Mexico is a large and attractive market for renewables investors which is bound to keep growing during the year.
“We are positive on the overall framework for renewable energy in Mexico even with the recent announcement regarding the potential review of subsidies for private generators,” Kijana Mack at Mexico Energy Partners and Rodolfo Rueda, from Thompson & Knight law firm, told BNamericas.
“While the recent headlines about the potential removal of subsidies caused concern among market participants, we believe the attractive economics for renewables in Mexico will continue to drive project development,” Mack and Rueda said.
Mexico’s geography is uniquely suited to a renewables electricity generation market.
Heat mapping shows its northern states are among the most conducive regions in the world for solar photovoltaic power generation, and its completed wind parks are among the largest in the hemisphere.
Private energy auctions held after the country’s 2013/2014 energy reform led to world-record low prices for electricity generation in 2018.
Since coming to office in December of 2018, though, President Andrés Manuel López Obrador (AMLO) has sought to reverse the privatization of the electricity market.
He immediately put a scheduled fourth electricity auction on hold and canceled it last spring.
RENEWABLES SLOWDOWN
On January 8 AMLO said joint Pemex-CFE hydropower plants were in the works, promising details by mid-February.
He also signaled a review of subsidies for private firms, which would only be one of many maneuvers against the renewables sector in recent months.
In late December, the Financial Times reviewed a CFE PowerPoint presentation that included a plan to increase transmission costs from electricity generated by private firms.
Under current regulations, CFE charges a fee to private companies for use of its lines to transmit electricity. CFE’s proposed plan would raise the fee for private companies that only account for about 12% of Mexico’s electricity.
But, “renewables generators would bear the brunt” of the fee hikes, according to the Financial Times.
And in October, the energy ministry (Sener) tried to roll back the Clean Energy Licenses (CEL) program. Sener tried to reclassify the CELs to enable CFE hydro and nuclear plants to be CEL generators. That move would have simultaneously devalued investment in solar and wind projects, and made the state electric company appear to be a massive clean energy generator.
Wind and solar companies responded with lawsuits to stop the regulatory change.
In tandem, environmental rights groups protested that the return to CFE’s older forms of power generation jeopardized Mexico’s ability to meet its Paris Agreement obligation to generate 35% of its electricity from clean sources by 2024.
By December, separate court rulings in favor of the renewable energy companies had effectively put on hold Sener’s reclassification.
DEVELOPMENT CONTINUES
While investment has been complicated by the announcements and attempts to re-concentrate electricity in CFE’s hands, existing renewables projects in Mexico continue apace.
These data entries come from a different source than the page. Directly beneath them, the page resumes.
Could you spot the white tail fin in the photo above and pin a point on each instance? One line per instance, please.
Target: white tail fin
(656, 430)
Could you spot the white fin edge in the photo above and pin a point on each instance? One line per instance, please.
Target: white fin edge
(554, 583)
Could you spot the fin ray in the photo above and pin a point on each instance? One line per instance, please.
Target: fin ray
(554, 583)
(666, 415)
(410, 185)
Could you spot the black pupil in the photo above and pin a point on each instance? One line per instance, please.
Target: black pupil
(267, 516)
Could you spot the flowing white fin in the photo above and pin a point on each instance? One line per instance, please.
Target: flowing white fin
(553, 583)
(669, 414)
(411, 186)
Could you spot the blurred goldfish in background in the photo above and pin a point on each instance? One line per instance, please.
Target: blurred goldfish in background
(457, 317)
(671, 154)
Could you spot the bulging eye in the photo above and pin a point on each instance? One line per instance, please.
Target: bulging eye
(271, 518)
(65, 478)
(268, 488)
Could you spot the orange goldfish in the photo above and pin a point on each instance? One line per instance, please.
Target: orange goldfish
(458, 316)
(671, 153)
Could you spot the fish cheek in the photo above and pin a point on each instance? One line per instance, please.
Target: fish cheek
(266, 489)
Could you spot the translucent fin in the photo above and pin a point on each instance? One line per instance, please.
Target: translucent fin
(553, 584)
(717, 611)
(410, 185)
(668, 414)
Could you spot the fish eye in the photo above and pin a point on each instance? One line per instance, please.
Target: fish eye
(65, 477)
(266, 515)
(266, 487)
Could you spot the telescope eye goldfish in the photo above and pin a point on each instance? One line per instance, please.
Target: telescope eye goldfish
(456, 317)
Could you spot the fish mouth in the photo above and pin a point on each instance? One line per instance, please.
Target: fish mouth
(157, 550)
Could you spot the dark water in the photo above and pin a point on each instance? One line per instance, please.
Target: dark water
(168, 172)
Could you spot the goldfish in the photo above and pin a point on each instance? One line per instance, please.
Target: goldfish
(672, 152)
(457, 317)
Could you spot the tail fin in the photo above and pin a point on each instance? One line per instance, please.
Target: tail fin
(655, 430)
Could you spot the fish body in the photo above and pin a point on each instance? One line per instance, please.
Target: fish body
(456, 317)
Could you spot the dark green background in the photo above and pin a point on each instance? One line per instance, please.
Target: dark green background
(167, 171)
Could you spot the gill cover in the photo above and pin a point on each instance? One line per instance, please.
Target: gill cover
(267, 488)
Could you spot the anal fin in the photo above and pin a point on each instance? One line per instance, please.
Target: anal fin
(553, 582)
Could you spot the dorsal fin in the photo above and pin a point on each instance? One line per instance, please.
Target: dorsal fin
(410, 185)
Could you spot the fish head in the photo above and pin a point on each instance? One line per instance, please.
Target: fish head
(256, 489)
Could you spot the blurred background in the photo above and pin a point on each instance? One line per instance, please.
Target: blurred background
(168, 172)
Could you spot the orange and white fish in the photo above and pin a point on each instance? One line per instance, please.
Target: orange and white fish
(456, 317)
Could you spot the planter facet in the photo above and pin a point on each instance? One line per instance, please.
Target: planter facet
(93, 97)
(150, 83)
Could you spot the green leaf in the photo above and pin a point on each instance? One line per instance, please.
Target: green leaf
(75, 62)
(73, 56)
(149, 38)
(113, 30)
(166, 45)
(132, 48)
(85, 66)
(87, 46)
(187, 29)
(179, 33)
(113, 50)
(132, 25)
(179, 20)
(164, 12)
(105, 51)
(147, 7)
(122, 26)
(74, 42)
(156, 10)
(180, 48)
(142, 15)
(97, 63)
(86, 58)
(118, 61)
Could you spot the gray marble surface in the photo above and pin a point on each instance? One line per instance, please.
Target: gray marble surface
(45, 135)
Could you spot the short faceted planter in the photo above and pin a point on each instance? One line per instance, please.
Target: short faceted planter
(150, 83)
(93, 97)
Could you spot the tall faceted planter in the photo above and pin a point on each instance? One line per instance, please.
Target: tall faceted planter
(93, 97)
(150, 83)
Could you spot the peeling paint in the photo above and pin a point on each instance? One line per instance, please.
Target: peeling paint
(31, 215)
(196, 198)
“The more pressing matters for developers are proper management and expansion of the national grid, and the generation costs versus cogeneration and ccgt [combined cycle gas turbine] facilities,” Mack and Rueda wrote.
“Local community opposition and the land consultation process remains top of mind,” they added, saying, “but we expect the government targets of 30% by 2021, 35% by 2024 to be achieved with the projects that are scheduled to come online.”